Neural Network interatomic potentials for phase change materials
|Research Area||Materials Science|
|Principal Investigator(s)||Michele Parrinello|
Phase change materials are attracting an increasing interest worldwide for applications in Phase Change non volatile Memories (PCM). A PCM is essentially a resistor of a thin film of a chalcogenide material (typically Ge2Sb2Te5, GST) with a low field resistance which changes by several orders of magnitude depending on the state of GST, metallic in the crystalline form and insulating in the amorphous phase. Programming the memory requires a relatively large current to heat up the GST and induce reversibly the phase change, either the melting of the crystal and subsequent amorphization or the recrystallization of the amorphous. A very attractive option to reduce the programming current, which is still an issue for future scaled PCM technologies, involves the change of the device geometry with the use of chalcogenide nanowires (GST or GeTe).

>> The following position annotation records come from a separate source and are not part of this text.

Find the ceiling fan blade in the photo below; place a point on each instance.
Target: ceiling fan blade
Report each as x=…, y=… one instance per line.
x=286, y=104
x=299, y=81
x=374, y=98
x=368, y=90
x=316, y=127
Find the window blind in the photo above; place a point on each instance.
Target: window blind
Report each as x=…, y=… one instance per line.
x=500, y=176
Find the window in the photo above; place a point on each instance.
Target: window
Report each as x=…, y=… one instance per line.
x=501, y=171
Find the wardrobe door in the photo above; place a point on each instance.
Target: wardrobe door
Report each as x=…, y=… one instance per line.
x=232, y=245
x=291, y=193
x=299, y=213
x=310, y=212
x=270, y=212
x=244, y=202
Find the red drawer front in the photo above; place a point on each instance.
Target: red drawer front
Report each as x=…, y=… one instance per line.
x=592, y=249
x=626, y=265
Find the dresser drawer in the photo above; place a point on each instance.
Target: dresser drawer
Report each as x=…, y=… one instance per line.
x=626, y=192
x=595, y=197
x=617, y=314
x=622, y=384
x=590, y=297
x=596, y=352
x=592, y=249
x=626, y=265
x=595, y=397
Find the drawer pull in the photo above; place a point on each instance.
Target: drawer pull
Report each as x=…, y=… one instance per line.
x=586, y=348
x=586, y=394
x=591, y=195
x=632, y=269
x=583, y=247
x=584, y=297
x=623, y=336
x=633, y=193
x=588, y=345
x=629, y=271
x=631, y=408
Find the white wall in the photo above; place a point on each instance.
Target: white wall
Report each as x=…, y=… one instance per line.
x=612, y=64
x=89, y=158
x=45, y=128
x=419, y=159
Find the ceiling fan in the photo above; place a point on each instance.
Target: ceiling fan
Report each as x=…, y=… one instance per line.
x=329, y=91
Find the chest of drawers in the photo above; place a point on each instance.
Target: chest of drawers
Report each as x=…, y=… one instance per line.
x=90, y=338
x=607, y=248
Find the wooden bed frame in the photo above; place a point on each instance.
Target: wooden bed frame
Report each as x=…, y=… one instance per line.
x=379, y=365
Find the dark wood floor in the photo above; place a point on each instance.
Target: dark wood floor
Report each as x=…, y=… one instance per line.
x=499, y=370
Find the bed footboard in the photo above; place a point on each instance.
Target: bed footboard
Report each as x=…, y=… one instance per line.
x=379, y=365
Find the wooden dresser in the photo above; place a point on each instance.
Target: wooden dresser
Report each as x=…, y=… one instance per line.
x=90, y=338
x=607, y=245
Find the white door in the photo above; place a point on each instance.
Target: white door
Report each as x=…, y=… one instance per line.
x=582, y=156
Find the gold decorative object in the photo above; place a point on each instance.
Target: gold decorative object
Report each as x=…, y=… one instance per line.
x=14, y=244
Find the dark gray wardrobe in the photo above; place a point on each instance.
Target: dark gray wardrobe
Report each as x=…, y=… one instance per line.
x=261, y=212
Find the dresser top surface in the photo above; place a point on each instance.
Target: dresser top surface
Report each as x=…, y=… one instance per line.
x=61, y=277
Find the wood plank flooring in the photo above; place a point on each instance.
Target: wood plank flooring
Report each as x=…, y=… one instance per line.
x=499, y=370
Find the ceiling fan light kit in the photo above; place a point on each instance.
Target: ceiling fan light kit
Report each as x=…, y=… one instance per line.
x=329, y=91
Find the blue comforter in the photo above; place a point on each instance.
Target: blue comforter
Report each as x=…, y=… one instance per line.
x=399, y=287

In this project we plan to perform atomistic simulations of the phase change dynamics in GeTe to assess the dependence of the melting/crystallization temperature on the size/shape of the nanoparticles. To this aim we will develope empirical interatomic potentials with ab-initio accuracy by fitting large ab-initio databases within a novel neural network (NN) scheme we have recently validated with the simulations of the phase diagram of silicon (Behler et al, Phys. Rev. Lett. 100, 185501 (2008)).